This glossary introduces, and tries to define, the major technical terms used in the openEO project.
The acronym openEO contracts two concepts:
- open: used here in the context of open source software; open source software is available in source code form, and can be freely modified and redistributed; the openEO project will create open source software, reusable under a liberal open source license (Apache 2.0)
- EO: Earth observation; openEO targets the processing and analysis of Earth observation data
- API: application programming interface (wikipedia); a communication protocol between client and back-end
- (cloud) back-end: server; computer infrastructure (one or more physical computers or virtual machines) used for storing EO data and processing it
- big Earth observation cloud back-end server infrastructure where industry and researchers analyse large amounts of EO data
- unified current EO cloud back-ends all have a different API, making EO data analysis hard to validate,difficult to reproduce, and back-ends difficult to compare in terms of capability and costs, or to combine in a joint analysis across back-ends. A unified API can resolve many of these problems.
CEOS (CEOS OpenSearch Best Practice Document v1.2) defines Granules and Collections as follows:
"A granule is the finest granularity of data that can be independently managed. A granule usually matches the individual file of EO satellite data."
"A collection is an aggregation of granules sharing the same product specification. A collection typically corresponds to the series of products derived from data acquired by a sensor on board a satellite and having the same mode of operation."
The same document lists the synonyms used (by organisations) for:
- granule: dataset (ISO 19115), dataset (ESA), granule (NASA), product (ESA, CNES), scene (JAXA)
- collection: dataset series (ISO 19115), collection (CNES, NASA), dataset (JAXA), dataset series (ESA), product (JAXA)
Here, we will use granule and collection.
A granule will typically refer to a limited area and a single overpass leading to a very short observation period (seconds), or a temporal aggregation of such data as e.g. for 16-day MODIS composites.
The open geospatial consortium published a document on OGC OpenSearch Geo and Time Extensions.
Processes and Jobs
The terms process, process graph and job have different meanings in the openEO API specification.
A process is simply the description of an operation as provided by the back end, similar to a function definition in programming languages.
In this context openEO will:
- consider, or allow to consider, band as a dimension
- consider imagery (image collections) to consist of one or more collections, as argument to functions; allow filtering on a particular collection, or joining them into a single collection
- allow filtering on attributes, e.g. on cloud-free pixels, or pixels inside a
MULTIPOLYGONdescribing the floodplains of the Danube.

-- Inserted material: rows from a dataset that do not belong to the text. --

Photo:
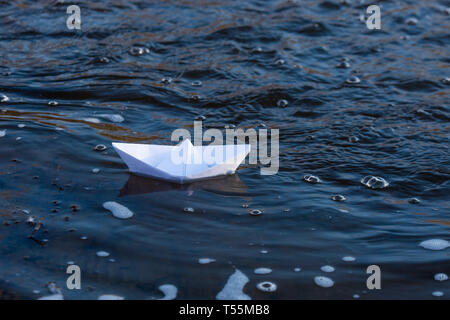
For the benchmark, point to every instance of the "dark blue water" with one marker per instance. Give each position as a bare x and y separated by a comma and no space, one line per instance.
393,124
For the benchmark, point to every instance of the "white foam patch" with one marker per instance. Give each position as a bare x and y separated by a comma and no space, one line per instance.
110,297
92,120
323,282
435,244
206,260
348,259
169,290
57,296
440,277
119,211
262,271
113,117
233,289
327,269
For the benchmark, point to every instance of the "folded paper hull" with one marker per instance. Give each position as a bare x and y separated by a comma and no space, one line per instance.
183,163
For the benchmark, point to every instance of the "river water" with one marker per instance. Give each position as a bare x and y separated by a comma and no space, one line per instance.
131,74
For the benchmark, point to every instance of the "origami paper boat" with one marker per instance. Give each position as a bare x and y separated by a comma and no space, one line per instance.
184,162
224,185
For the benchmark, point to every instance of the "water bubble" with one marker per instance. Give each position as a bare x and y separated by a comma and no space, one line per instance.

This filters on attributes rather than dimensions.
- Provide generic aggregate operations that aggregate over one or more dimensions. Clients may provide dimension-specific aggregation functions for particular cases (such as
A process graph includes specific process calls, i.e. references to one or more processes including specific values for input arguments similar to a function call in programming. However, process graphs can chain multiple processes. In particular, arguments of processes in general can be again (recursive) process graphs, input datasets, or simple scalar or array values.
A job brings one process graph to the back-end and organizes its execution, which may or may not induce costs. Jobs furthermore allow to run process graphs from different data views (see section on data views). Views define at which resolution and extent we look at the data during processing and hence allow to try out process graphs on small subsets, or work interactively within web map applications. For more information about jobs and their evaluation types, see the section on jobs.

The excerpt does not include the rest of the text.